Kiel. Nach einer fast zweistündigen Debatte hat der schleswig-holsteinische Landtag einen Beratungsprozess in Gang gesetzt, an dessen Ende eine kleine Wahlrevolution stehen könnte. Für den Antrag „Demokratie lebt von Beteiligung“ stimmten am Freitag die Abgeordneten von CDU, SPD, Grüne und SSW. Ziel dieses Antrags ist es, die seit Jahrzehnten sinkende Wahlbeteiligung wieder anzuheben. Unter anderem soll geprüft werden, ob die Öffnungszeiten der Wahllokale verlängert wird, ob zusätzlich zum traditionellen Wahlsonntag auch am Montag gewählt werden kann und ob mobile Wahllokale sinnvoll sind, die in Einkaufszentren und an Bahnhöfen aufgebaut werden.

Sprecher aller Fraktionen waren sich einig in der Einschätzung, dass zeitliche Veränderungen beim Wahlvorgang allein nicht ausreichen, um die Wahlmüdigkeit zu bekämpfen. Eka von Kalben, die Fraktionsvorsitzende der Grünen, sagte: „Diejenigen, die das Vertrauen in die Politik verloren haben, die gewinnen wir mit dem Antrag nicht zurück. Aber er ist ein Mosaikstein, ein erster Schritt.“ Der Ministerpräsident Torsten Albig (SPD) begrüßte die Debatte und fordert die Landtagsabgeordneten auf, selbstbewusster für die Werte und die Qualität der Demokratie einzutreten. Er habe nicht das Gefühl, dass zu harte Debatten im Kieler Landtag zur Wahlmüdigkeit beitragen würden. „Da darf ruhig noch ein bisschen mehr Schmackes reinkommen“, sagte er.

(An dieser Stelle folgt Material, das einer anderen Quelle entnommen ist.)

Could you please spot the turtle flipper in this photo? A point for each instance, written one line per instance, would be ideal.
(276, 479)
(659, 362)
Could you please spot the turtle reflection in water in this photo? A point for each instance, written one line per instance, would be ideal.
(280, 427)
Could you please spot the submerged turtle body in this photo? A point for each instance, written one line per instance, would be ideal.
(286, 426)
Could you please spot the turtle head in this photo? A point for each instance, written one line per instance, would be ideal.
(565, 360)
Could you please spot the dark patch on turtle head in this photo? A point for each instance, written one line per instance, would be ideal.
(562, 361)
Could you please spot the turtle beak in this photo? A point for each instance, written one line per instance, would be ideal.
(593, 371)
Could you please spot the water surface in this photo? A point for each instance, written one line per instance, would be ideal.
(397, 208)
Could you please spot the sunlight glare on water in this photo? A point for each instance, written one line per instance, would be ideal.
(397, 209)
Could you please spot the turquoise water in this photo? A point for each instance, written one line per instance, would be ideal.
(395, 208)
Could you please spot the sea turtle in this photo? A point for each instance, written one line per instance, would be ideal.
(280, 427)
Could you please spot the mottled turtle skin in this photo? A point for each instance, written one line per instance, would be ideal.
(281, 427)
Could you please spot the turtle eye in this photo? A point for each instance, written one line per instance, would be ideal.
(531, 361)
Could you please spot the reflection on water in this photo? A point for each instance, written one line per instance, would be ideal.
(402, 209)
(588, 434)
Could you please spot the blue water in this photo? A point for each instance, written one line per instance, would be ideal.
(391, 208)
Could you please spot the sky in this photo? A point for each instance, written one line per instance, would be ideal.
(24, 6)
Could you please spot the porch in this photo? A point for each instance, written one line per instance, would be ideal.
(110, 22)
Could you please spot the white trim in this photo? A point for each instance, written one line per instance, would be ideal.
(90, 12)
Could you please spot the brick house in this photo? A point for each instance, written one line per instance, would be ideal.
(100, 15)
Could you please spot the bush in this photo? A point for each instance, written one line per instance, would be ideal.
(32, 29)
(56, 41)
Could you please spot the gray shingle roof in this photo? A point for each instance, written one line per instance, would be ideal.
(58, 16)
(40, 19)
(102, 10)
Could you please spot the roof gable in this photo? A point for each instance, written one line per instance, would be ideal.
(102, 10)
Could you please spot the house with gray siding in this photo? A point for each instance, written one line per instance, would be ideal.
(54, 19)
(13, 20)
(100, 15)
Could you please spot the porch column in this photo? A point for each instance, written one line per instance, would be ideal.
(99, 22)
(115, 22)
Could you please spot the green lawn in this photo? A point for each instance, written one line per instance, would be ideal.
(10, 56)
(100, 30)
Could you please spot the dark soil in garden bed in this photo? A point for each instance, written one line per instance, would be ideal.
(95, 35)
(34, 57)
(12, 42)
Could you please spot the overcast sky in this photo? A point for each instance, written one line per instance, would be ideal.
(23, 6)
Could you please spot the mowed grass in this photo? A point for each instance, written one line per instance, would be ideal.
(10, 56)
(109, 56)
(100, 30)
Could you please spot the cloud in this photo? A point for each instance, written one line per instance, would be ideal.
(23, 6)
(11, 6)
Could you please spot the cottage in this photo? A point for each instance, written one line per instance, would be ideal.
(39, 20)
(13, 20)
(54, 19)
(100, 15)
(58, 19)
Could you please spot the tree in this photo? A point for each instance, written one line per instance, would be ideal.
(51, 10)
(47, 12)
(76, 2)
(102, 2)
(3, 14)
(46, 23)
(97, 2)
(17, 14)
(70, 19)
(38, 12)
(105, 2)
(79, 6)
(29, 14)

Albig ermahnte auch die Medien, mehr als bisher zu tun. Sie würden zu wenig über Wahlkämpfe berichten, teilweise in Vorwahlzeiten sogar gezielt darauf verzichten. Auch die Kommunalverwaltungen müssten dem politischen Wettstreit mehr Raum geben, so Albig. Auf der Insel Amrum, die sich zur „wahlplakatfreien Zone“ erklärt habe, habe er beim Brötchenkauf eine Verkäuferin gefragt, was sie von der bevorstehenden Landtagswahl halte. „Was für eine Wahl?“, habe die Frau entgegnet. FDP und Piraten lehnten den Antrag ab. Die Piraten setzen stattdessen auf die Erleichterung von Volksabstimmungen. Die FDP, die unlängst aus Verärgerung über das Abstimmungsverhalten der Sozialdemokraten das Pairing-Abkommen aufgekündigt hat, will momentan aus grundsätzlichen Erwägungen nicht gemeinsam mit der SPD votieren.